Freeland: None of you have mentioned something - the thing that actually angered me the most about how Dominique Strauss-Kahn was treated, and actually mostly the media treatment, which is I think something quite characteristic of America and I hope that Europe doesn't import, which is the confusion of promiscuity with sexual assault. What I really didn't like was in the early stories about Dominique Strauss-Kahn, people talking about, well, he's had affairs.
I don't think that's relevant, and actually I think it's so important for women and feminists to take a very firm stand on saying a person's personal sexual ethics have no bearing whatsoever on wrongdoing and on criminal activity. And why this is so important is it used to be the case that we would say it wasn't possible for a woman to be raped or assaulted if she was loose, if she had affairs or slept around, and equally I think just because a man has affairs, which Dominique Strauss-Kahn was known to do, it doesn't mean we should assume he's more likely to rape someone.

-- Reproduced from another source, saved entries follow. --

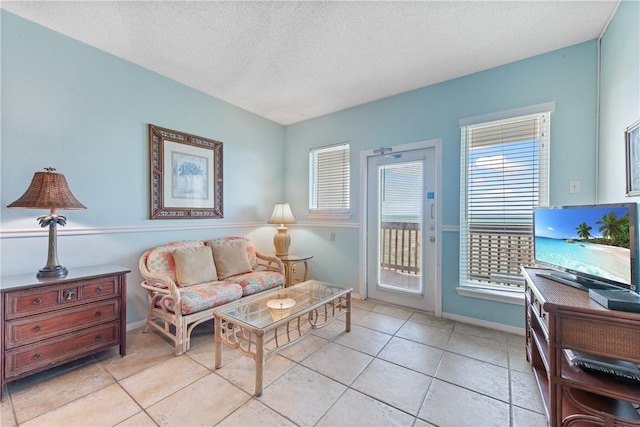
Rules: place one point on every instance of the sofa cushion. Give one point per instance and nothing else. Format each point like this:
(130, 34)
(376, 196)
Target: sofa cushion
(257, 281)
(230, 258)
(207, 295)
(160, 259)
(194, 265)
(251, 250)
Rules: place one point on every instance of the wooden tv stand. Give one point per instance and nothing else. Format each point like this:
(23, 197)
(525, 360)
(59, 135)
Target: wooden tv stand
(559, 317)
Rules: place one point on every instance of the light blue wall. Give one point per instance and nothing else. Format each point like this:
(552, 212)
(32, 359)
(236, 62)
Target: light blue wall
(619, 98)
(566, 76)
(85, 112)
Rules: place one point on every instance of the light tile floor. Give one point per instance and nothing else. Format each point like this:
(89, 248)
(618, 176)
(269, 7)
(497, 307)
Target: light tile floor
(396, 367)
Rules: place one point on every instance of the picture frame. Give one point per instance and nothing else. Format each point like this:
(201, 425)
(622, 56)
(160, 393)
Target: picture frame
(632, 146)
(186, 175)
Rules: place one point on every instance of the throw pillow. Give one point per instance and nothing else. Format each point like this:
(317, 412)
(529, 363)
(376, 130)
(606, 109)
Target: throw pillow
(230, 258)
(194, 265)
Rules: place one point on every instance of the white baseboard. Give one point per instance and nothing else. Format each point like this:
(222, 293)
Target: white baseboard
(484, 323)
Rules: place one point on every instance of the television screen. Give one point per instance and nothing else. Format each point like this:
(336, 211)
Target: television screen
(592, 243)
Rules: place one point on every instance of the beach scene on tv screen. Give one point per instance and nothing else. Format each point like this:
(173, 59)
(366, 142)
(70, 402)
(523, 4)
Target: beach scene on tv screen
(589, 240)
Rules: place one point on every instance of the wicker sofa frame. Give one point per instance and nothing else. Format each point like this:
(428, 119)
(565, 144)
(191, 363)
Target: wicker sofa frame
(165, 305)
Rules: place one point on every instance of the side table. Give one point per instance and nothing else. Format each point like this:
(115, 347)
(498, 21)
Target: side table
(289, 261)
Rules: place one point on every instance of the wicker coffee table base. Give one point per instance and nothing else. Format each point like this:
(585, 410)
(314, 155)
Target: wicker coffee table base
(262, 343)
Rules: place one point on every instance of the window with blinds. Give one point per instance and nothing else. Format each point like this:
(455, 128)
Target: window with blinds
(505, 174)
(329, 180)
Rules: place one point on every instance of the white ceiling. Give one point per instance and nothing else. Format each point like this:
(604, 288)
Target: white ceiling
(293, 60)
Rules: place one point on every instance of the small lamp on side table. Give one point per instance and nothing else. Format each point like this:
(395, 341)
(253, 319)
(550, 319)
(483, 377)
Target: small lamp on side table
(282, 215)
(49, 190)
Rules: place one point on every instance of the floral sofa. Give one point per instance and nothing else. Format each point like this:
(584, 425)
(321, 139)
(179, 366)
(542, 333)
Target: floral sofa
(186, 280)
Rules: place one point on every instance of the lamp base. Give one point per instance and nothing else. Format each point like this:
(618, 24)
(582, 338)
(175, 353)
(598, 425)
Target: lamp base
(57, 271)
(281, 241)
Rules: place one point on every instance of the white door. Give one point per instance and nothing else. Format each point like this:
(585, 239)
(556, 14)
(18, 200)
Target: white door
(401, 237)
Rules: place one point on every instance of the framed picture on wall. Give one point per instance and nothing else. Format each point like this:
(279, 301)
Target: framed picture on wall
(186, 175)
(632, 142)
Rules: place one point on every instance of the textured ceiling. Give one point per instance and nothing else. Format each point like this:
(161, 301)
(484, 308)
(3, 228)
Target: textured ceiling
(293, 60)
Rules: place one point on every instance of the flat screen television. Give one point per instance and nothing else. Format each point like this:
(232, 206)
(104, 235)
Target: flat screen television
(590, 247)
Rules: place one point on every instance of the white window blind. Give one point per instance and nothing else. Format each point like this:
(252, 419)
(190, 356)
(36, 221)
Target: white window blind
(329, 180)
(504, 174)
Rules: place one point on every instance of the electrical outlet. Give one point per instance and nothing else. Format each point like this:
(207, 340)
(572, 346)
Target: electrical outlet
(574, 187)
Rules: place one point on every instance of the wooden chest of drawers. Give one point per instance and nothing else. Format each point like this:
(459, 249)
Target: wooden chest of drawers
(49, 322)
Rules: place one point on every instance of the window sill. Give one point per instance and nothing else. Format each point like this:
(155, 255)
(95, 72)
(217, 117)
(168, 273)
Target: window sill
(338, 216)
(509, 297)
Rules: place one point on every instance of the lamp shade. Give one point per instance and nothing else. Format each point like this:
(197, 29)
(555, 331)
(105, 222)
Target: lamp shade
(282, 214)
(48, 190)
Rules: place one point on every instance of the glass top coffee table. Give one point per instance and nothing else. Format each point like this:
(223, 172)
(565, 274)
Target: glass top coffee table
(261, 325)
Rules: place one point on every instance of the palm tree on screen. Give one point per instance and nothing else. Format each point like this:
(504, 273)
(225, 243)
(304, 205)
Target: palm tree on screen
(583, 231)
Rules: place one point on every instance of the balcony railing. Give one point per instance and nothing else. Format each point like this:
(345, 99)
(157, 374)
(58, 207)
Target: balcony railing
(400, 246)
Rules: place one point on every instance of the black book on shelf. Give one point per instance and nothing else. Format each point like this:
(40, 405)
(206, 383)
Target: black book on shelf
(619, 369)
(618, 299)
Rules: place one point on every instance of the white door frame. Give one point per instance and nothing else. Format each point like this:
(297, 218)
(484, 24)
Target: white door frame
(364, 155)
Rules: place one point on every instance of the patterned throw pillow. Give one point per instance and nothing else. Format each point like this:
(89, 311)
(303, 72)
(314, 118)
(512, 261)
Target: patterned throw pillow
(194, 265)
(230, 257)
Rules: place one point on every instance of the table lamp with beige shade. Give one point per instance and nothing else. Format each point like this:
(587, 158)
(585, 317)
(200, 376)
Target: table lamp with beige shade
(282, 215)
(49, 190)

Zakaria: But you think - you wrote in your column, you said, look, the guy's a sleaze and he probably did it.
Bret Stephens: No, I didn't say that.
Zakaria: What did you say?
Stephens: I said that's what I was inclined to think, and I reproached myself for having that thought because, look, we liked our news to –
Zakaria: But by saying he's probably a sleaze.
Stephens: He is probably a sleaze, and there's a lot of information to testify to that, which is not in dispute, including sleeping with chambermaids in New York City hotels and his affair for which he was reprimanded by the IMF, and a long trail of stories emerging from his past in France. But Chrystia is entirely right. Being a sleaze is not the same as being a criminal.

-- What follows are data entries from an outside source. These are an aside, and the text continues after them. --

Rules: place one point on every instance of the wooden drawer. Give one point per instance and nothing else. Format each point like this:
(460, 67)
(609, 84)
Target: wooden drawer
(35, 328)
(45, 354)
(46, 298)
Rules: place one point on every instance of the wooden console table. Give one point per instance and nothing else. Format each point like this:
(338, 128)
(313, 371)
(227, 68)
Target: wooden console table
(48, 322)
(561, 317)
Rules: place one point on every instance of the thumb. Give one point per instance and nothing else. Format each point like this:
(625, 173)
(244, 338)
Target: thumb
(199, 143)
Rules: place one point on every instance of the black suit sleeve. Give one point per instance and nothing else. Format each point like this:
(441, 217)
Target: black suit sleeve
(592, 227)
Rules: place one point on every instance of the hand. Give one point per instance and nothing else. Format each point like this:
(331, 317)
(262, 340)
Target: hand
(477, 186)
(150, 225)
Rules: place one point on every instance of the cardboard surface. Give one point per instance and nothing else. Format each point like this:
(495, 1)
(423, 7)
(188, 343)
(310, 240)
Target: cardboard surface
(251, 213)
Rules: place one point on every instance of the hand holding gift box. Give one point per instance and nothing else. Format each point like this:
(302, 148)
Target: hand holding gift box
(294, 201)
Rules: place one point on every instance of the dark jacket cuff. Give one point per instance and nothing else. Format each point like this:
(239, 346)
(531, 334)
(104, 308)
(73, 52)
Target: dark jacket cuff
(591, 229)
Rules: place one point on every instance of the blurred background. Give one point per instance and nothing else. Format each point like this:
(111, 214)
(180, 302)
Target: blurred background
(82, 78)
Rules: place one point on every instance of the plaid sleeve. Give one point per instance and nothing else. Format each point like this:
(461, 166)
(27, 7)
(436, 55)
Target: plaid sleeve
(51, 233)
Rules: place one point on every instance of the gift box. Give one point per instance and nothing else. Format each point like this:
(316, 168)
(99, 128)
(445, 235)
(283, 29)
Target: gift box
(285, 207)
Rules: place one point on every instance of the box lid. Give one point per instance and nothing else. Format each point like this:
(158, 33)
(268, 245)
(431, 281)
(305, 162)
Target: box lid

And our problem here, which is I think universal, not just an American one, is that we liked our news to have the quality of a parable. And here there was a parable - really, whatever your political persuasion happened to be, if you were a feminist of a certain point of view, it was, as Chrystia says, this is a guy who's a sort of a sexual rogue, hence he must be a rapist.

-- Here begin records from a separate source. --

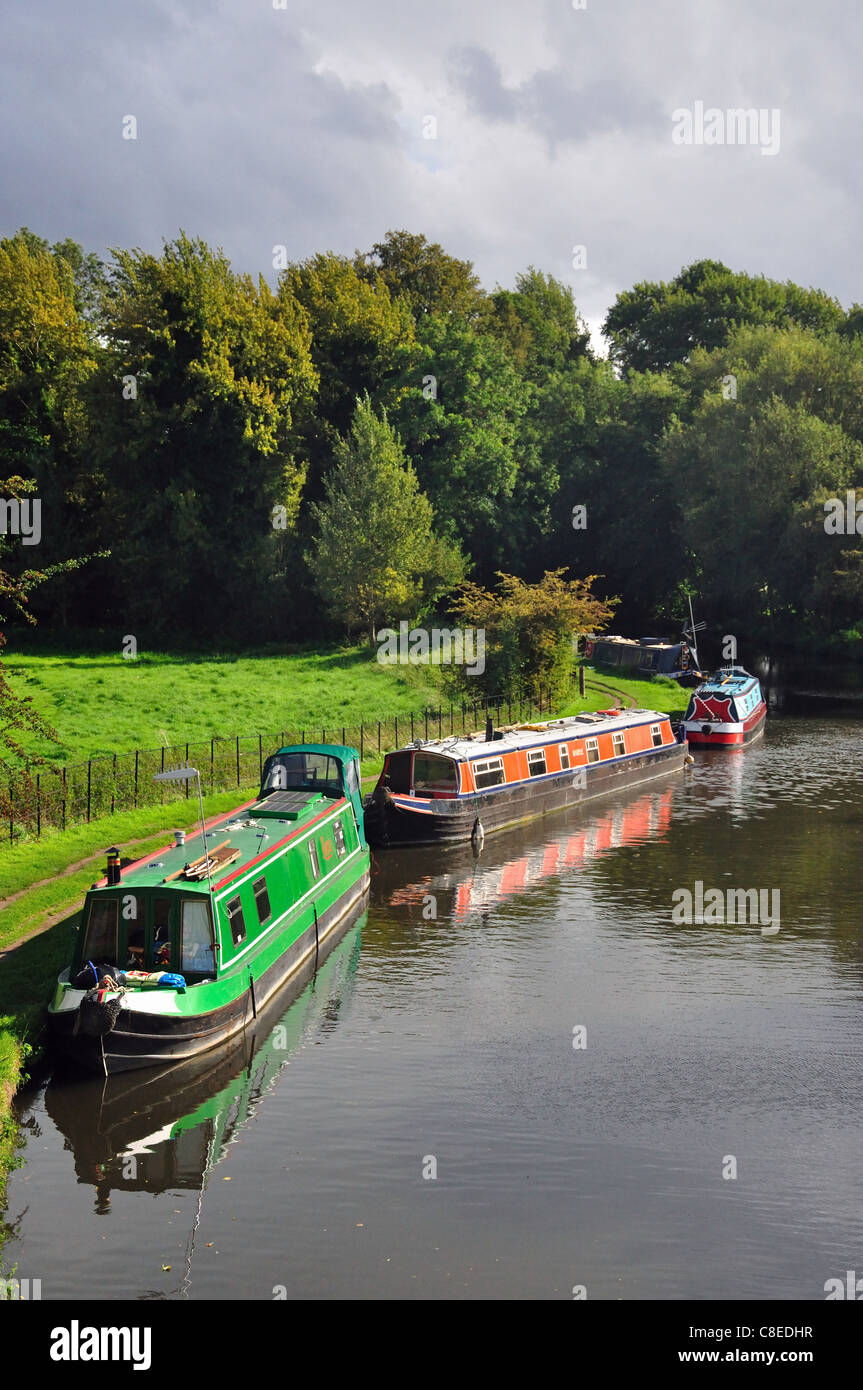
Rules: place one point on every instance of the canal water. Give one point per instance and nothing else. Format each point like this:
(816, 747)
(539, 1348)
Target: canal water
(516, 1075)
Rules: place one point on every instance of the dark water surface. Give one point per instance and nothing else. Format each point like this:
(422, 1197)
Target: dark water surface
(298, 1161)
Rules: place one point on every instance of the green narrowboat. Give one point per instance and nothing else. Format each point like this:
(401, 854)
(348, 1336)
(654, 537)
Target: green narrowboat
(178, 952)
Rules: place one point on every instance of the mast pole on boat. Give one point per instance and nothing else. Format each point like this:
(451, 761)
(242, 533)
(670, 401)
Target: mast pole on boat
(186, 774)
(691, 634)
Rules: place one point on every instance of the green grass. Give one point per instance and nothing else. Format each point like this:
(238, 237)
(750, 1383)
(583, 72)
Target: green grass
(100, 702)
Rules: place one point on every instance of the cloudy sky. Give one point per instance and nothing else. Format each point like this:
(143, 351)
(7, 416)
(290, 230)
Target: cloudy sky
(552, 128)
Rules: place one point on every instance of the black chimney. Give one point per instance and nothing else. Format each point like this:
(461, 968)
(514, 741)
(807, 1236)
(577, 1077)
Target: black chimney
(113, 868)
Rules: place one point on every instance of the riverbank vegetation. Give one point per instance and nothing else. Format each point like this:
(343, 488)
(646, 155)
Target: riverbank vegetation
(196, 423)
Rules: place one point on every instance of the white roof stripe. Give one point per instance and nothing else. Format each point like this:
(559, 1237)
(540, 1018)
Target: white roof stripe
(570, 729)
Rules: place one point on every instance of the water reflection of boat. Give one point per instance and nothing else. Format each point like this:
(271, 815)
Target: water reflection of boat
(470, 886)
(166, 1129)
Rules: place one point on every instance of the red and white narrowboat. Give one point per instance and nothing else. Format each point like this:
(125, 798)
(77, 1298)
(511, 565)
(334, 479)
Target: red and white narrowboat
(728, 710)
(464, 786)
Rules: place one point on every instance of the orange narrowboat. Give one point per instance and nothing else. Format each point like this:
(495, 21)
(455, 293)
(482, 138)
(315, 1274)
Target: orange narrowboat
(462, 787)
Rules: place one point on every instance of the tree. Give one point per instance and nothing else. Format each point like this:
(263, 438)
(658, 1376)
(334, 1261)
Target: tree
(206, 378)
(459, 414)
(423, 275)
(530, 631)
(377, 559)
(47, 357)
(539, 324)
(653, 325)
(17, 712)
(752, 470)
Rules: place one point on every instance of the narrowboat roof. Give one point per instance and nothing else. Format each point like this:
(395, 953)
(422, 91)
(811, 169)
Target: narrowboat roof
(470, 747)
(250, 829)
(731, 680)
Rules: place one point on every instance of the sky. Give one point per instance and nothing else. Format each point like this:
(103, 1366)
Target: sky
(514, 132)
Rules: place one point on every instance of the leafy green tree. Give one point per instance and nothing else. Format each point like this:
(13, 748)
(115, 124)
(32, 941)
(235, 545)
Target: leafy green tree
(421, 274)
(18, 715)
(356, 334)
(539, 324)
(753, 467)
(206, 377)
(375, 559)
(459, 414)
(530, 631)
(47, 359)
(656, 324)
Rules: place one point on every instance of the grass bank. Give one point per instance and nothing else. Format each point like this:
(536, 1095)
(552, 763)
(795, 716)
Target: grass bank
(102, 702)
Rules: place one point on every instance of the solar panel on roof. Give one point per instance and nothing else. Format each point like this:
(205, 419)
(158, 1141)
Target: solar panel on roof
(288, 804)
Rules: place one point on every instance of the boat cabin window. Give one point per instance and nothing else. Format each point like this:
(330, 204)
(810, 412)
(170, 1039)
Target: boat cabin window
(303, 772)
(196, 954)
(235, 918)
(489, 772)
(396, 772)
(100, 941)
(161, 933)
(261, 901)
(432, 773)
(136, 931)
(537, 766)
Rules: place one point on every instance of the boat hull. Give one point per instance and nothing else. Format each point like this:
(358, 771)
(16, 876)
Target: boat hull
(726, 736)
(145, 1037)
(391, 823)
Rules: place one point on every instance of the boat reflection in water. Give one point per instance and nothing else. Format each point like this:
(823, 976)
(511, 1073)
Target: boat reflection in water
(470, 884)
(167, 1127)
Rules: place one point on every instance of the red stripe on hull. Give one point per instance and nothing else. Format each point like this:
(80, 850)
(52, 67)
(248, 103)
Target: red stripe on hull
(746, 731)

If you had a maybe a right of center persuasion, you didn't like Strauss-Kahn, you didn't like French socialists, you don't like the lending policies of the IMF, there was a sense of delight this guy had been pulled from his first-class Air France seat and sent to Rikers Island in the best American traditions.
So it all came together to convict the man before anyone - most of us, including myself, had asked some common-sense questions, not the least of which was does this really make sense for him to do? And were the details that were known to us merely from the very beginning of the trial, did they correspond to the idea that - that a sexual assault had actually taken place?
I think this happens in more than just the case of DSK. I think it's pervasive in the was we make news judgments about different stories. We mistake anecdote for data, and that's what we did here. There were anecdotes about DSK and we suggested that this led inescapably to a conclusion. We forget that stories in life and in history as well tend to be crooked.
Zakaria: We're going to leave the DSK business here, but with one footnote that we need to remember - rape charges are still pending against Dominique Strauss-Kahn.